Chronic exposure (approximately 40 months) to mixed molds in a water-damaged building.

  • Patients had a preponderance of neurological and immune-related conditions:

    • 100% with both CNS and peripheral nervous system complaints

    • Severe fatigue (75%)

    • Shortness of breath and chest tightness (75%)

    • Recurrent flu-like illness (61%)

    • Sensory neuropathy (43%)

    • Sensory motor polyneuropathy (30%)

    • Brain stem auditory evoked response (BAER) abnormalities (55%)

    • Optic nerve dysfunction (10%)

    • Abnormal EEG (10%)

    • Auto antibodies against neural antigens myelin basic protein (MBP), ganglioside GMI, and sulfatide

    • Increased C3 and C4 compliments and immune complexes IgG, IgM, and IgA compatible with inflammatory conditions

    • Increased T and B cell markers and increased helper/suppressor ratio, indicating a relative lymphocytosis and immune activation

    • Elevated mitogenesis to PHA, ConA, PWM, and LPS

    • Natural killer cell activity suppressed (42%)

  • Abnormally high levels of antinuclear antibodies, autoantibodies against smooth muscles, and CNS myelin antibodies were found, and odds ratios for each were significant at 95% confidence intervals, showing a dramatic increased risk for autoimmunity.

Common autoimmune diseases that can be associated with mycotoxicosis include:

    • Thyroiditis (Hashimoto's Disease or Grave's Disease)

    • Type I Diabetes

    • Rheumatoid Arthritis

    • Crohn's Disease and most Ulcerative Colitis

    • Lupus

    • Polymyositis or Dermatomyositis

    • Sjogren's Syndrome

    • Scleroderma

    • Psoriasis

    • Multiple Sclerosis

    • Myasthena Gravis

    • Narcolepsy

    • Guillain-Barre' Syndrome

  • The percentage of exposed individuals with increased lymphocyte phenotypes were: B cells CD20+ 76%, CD5+CD25+ 69%, CD3+CD26+ 91%, CD8+HLR- DR+ 62% and CD8+CD38+ 57%, whereas other phenotypes were decreased: CD8+CD1 1B+ 16% and CD3-16-CD56+ 39%. Mitogenesis to phytohemagglutinin was decreased in 26% of the exposed patients.

  • It is concluded that these patients with an ongoing exposure to molds had developed neurological dysfunction and pathology, while at the same time undergoing continuous antigenic stimulation resulting in the above immune findings.

Gray, et al.

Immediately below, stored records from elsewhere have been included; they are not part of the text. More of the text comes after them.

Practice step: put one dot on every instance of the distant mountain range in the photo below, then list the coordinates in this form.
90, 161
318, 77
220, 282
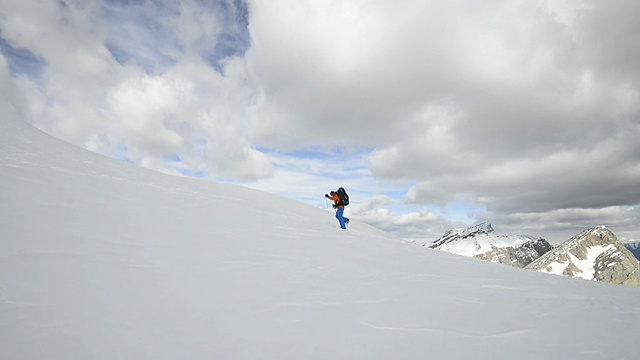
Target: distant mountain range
480, 241
634, 248
595, 254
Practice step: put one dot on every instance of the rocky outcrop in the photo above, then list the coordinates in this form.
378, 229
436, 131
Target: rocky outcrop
481, 242
594, 254
634, 247
518, 256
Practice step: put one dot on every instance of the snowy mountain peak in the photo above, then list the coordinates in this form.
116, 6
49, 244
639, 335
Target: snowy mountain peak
481, 242
463, 233
594, 254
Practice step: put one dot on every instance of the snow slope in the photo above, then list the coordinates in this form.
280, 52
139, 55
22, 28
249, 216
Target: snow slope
476, 240
104, 260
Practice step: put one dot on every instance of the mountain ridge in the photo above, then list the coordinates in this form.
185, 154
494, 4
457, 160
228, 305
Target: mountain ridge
594, 254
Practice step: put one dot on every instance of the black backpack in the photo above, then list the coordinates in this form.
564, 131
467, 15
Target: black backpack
344, 197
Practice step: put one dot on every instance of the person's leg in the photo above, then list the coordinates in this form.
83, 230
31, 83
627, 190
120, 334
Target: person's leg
340, 218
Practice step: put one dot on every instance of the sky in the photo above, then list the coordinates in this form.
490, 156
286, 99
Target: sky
433, 115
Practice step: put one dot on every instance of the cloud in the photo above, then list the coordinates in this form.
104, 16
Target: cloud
142, 81
519, 110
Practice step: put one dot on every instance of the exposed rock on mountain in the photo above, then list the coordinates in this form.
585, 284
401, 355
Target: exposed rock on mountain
634, 248
594, 254
481, 242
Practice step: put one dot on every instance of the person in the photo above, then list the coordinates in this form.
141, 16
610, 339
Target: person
337, 204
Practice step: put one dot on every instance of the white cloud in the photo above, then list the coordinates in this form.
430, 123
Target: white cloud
513, 107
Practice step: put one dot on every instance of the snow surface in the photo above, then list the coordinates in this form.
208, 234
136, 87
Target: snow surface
585, 267
482, 243
104, 260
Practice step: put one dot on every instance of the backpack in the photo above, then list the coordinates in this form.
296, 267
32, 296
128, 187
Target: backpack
344, 197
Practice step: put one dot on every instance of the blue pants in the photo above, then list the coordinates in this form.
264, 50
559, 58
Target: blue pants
341, 218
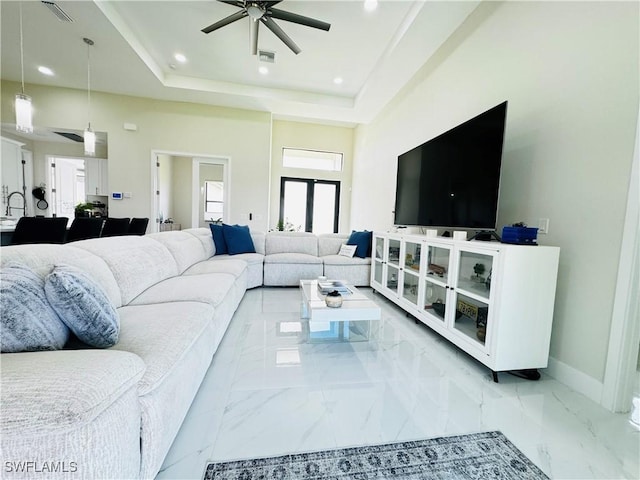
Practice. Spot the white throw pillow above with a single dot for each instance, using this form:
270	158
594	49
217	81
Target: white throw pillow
347	250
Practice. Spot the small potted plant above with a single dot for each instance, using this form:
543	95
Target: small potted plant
83	209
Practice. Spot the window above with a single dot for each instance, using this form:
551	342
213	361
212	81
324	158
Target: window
213	199
310	205
312	159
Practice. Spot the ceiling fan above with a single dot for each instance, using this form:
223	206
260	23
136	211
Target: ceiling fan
264	12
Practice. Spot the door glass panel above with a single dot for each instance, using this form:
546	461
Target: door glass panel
471	317
295	204
435	299
438	263
68	177
324	207
474	275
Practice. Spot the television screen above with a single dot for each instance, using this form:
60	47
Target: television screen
453	180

Mixed Mold Mycotoxicosis: Immunological changes in humans following exposure in water-damaged buildings. Arch Environ Health, 2003.

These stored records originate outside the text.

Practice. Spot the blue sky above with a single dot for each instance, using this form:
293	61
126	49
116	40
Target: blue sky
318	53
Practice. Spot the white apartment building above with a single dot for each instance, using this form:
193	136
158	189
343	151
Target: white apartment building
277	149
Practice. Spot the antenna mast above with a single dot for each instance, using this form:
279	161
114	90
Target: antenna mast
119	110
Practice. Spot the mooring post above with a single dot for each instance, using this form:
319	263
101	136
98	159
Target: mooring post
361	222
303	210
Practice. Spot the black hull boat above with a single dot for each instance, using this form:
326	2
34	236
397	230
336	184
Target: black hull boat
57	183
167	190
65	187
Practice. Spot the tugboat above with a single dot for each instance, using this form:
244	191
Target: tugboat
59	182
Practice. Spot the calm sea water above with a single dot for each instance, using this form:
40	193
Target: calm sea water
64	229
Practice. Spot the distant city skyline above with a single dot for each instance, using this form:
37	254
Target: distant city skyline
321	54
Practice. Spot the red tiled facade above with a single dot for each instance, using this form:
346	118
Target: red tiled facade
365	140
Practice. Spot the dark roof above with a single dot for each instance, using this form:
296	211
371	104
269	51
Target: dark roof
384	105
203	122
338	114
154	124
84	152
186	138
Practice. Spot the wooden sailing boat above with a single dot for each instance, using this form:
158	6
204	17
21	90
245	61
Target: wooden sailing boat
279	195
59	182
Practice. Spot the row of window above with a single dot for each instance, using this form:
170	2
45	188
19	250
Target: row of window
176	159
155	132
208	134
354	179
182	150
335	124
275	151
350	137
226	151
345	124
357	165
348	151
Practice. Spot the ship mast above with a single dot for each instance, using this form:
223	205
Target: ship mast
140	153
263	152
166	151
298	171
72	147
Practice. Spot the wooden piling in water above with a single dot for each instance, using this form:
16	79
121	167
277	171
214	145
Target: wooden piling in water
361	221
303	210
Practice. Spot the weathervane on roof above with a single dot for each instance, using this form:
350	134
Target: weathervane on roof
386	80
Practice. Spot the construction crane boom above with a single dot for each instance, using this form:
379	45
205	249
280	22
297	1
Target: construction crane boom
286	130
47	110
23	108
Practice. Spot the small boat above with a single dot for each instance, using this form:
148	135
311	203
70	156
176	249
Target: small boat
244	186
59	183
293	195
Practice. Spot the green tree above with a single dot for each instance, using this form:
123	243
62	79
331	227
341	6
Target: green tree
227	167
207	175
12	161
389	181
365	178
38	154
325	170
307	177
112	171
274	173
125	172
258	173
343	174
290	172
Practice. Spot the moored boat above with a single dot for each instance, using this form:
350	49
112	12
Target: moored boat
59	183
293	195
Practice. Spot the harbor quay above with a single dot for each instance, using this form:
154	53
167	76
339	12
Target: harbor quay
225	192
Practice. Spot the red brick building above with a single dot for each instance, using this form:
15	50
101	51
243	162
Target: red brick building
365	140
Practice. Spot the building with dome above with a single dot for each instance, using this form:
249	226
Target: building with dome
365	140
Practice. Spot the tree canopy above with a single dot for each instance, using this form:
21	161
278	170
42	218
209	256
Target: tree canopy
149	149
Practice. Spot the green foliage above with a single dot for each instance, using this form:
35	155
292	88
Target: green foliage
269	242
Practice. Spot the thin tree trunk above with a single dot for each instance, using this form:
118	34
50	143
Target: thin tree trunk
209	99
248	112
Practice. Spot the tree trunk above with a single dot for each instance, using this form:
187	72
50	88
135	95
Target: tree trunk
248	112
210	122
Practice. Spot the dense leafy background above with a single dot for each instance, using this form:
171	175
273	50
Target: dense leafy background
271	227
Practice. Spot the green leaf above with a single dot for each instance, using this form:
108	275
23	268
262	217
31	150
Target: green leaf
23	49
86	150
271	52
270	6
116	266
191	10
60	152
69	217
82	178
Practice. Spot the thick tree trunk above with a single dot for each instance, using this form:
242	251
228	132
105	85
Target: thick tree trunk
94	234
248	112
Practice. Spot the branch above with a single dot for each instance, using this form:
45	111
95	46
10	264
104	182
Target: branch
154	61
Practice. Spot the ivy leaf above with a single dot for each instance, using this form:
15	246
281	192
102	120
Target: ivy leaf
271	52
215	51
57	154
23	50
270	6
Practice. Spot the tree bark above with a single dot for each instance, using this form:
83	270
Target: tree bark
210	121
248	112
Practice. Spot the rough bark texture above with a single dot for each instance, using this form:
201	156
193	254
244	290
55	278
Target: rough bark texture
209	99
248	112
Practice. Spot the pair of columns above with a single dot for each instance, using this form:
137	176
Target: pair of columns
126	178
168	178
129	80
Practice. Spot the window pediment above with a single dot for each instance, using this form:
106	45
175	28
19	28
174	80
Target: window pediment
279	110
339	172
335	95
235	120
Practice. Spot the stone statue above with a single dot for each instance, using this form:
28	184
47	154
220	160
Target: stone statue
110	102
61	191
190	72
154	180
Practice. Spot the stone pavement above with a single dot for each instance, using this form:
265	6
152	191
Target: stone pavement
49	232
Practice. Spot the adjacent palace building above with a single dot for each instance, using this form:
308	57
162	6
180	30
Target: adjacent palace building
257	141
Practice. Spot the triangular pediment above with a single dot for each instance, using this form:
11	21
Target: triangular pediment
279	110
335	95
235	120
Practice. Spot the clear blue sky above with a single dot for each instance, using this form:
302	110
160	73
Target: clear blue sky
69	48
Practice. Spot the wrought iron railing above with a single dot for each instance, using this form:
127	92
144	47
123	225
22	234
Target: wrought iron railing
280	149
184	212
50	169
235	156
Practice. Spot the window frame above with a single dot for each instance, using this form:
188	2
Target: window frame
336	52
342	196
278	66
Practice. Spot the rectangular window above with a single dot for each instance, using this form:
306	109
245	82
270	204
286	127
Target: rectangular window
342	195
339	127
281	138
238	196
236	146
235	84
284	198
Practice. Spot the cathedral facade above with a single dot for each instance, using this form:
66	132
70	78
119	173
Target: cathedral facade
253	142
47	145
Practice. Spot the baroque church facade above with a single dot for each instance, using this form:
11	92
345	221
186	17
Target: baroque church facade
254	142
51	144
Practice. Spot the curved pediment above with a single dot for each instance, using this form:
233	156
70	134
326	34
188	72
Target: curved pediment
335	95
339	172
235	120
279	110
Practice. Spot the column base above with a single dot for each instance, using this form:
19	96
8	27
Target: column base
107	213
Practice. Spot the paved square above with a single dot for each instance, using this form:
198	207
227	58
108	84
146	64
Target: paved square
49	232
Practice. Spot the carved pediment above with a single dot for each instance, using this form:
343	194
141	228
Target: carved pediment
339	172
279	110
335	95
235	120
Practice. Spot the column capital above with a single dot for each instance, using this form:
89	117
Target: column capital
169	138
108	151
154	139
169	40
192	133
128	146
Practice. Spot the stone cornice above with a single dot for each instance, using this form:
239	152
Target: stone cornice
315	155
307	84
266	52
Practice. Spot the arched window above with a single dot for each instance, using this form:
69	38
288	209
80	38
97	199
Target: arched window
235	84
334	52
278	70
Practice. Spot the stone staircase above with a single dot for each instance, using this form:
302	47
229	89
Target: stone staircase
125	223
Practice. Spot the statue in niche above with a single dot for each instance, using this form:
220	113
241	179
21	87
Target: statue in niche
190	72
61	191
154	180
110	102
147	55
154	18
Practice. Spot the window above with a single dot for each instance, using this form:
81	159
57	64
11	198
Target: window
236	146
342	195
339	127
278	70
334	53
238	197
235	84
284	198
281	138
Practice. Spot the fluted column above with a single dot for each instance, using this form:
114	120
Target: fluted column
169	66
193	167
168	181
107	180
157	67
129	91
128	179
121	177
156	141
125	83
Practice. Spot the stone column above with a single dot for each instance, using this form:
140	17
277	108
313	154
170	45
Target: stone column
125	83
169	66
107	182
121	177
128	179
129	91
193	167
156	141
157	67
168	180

[This Mixed Mold Mycotoxicosis may exist independently of, or in addition to, the other severe fungal-derived pathologies --- Eosinophilic Fungal Rhinosinusitis and Fungal Exposure Endocrinopathy.]

Case History:

  • Patient presentation:

  • A 26-year-old female with toxic mold exposure from a leaking house trailer presented with left leg and arm paralysis, left eye blindness, partial blindness in right eye, catheter in paralyzed neurogenic bladder, and unable to walk or stand without assistance.

  • Treatment:

  • She did not reenter her home nor remove anything from the home. She washed the clothes she was wearing in antifungal detergent. She began on Sporonox 200 mg 2 times per day, saline nose washes, Amphotericin nose spray, 3 sprays 4 times per day, and Intramax vitamins with carbon. After 5 weeks, her arm, leg, and bladder paralysis resolved and her vision improved in the right eye with light perception in the left eye. The key was fungal antigen removal from the patient and removal of the patient from the moldy environment. For very sick patients, this is the only effective way to ensure a safe environment.